Page 7 of Hood


  Today Jo was the colour of buttered toast. She hauled herself up and made room for me on the edge of the hammock. Doubting it would take the pair of us, I leaned against it, watching Grace stalk invisible insects through the lettuce bed.

  ‘Nice tan,’ I remarked.

  ‘You should have come with us.’

  I gave the politest explanation. ‘Term started weeks ago.’

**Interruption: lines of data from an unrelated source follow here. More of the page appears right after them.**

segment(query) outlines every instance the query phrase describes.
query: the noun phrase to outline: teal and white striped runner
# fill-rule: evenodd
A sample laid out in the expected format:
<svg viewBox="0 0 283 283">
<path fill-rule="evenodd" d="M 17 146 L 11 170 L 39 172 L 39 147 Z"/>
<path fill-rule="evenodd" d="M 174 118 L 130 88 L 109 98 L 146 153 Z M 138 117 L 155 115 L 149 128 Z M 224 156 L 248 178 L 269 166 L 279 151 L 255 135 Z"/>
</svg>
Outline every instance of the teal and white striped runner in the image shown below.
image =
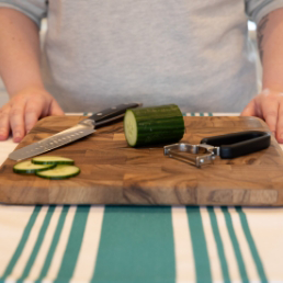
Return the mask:
<svg viewBox="0 0 283 283">
<path fill-rule="evenodd" d="M 281 207 L 0 205 L 0 282 L 283 282 L 282 223 Z"/>
</svg>

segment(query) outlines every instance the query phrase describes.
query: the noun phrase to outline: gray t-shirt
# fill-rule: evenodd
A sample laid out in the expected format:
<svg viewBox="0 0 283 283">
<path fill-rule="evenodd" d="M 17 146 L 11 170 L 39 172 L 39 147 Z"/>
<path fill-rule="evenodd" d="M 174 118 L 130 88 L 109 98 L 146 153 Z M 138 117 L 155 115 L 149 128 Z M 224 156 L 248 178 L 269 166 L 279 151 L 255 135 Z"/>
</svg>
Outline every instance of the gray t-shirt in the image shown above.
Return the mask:
<svg viewBox="0 0 283 283">
<path fill-rule="evenodd" d="M 139 101 L 240 112 L 257 94 L 247 20 L 283 0 L 0 0 L 38 25 L 45 86 L 65 111 Z"/>
</svg>

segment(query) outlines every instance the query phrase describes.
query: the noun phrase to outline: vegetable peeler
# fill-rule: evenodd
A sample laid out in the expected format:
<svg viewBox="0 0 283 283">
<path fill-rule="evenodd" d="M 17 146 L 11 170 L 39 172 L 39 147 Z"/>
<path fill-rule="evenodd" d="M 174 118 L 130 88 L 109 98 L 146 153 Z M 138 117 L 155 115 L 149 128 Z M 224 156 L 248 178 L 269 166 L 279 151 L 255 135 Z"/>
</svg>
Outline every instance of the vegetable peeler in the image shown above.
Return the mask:
<svg viewBox="0 0 283 283">
<path fill-rule="evenodd" d="M 212 163 L 218 156 L 233 159 L 249 155 L 270 146 L 270 134 L 260 131 L 237 132 L 226 135 L 205 137 L 199 145 L 178 143 L 165 146 L 165 156 L 184 160 L 201 168 Z"/>
</svg>

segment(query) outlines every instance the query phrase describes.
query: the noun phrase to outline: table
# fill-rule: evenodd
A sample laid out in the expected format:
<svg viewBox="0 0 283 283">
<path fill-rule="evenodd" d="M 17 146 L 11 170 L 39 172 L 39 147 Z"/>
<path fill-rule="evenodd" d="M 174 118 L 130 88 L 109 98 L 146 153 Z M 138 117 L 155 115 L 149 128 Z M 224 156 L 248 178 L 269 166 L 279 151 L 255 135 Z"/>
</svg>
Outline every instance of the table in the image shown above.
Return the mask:
<svg viewBox="0 0 283 283">
<path fill-rule="evenodd" d="M 0 205 L 0 282 L 283 282 L 282 254 L 283 207 Z"/>
</svg>

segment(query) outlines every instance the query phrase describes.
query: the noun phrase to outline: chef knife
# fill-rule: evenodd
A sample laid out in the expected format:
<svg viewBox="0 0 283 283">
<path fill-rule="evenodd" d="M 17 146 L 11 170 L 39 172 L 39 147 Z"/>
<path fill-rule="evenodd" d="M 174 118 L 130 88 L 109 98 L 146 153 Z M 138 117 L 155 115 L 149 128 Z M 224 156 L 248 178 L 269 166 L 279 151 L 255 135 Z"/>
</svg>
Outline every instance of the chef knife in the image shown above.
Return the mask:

  ‘Right, I forgot. Oh, I brought some copies of my photos from the trip,’ she added. ‘Left them in the kitchen.’

  And then, for the first time in weeks, I saw Cara’s face whole, white in the sun, with the sharp widow’s peak and the uneven, laughing lips. It was usually impossible to visualize someone you lived with, I knew, because you had seen so many of their faces that they overlayered and cancelled out. But just then Cara’s came to me, sharper than a photograph.

  ‘You don’t have to look today,’ said Jo, her hot palm hovering on my elbow. ‘I just thought you’d like to have them, but you should put them away in a drawer till you need them.’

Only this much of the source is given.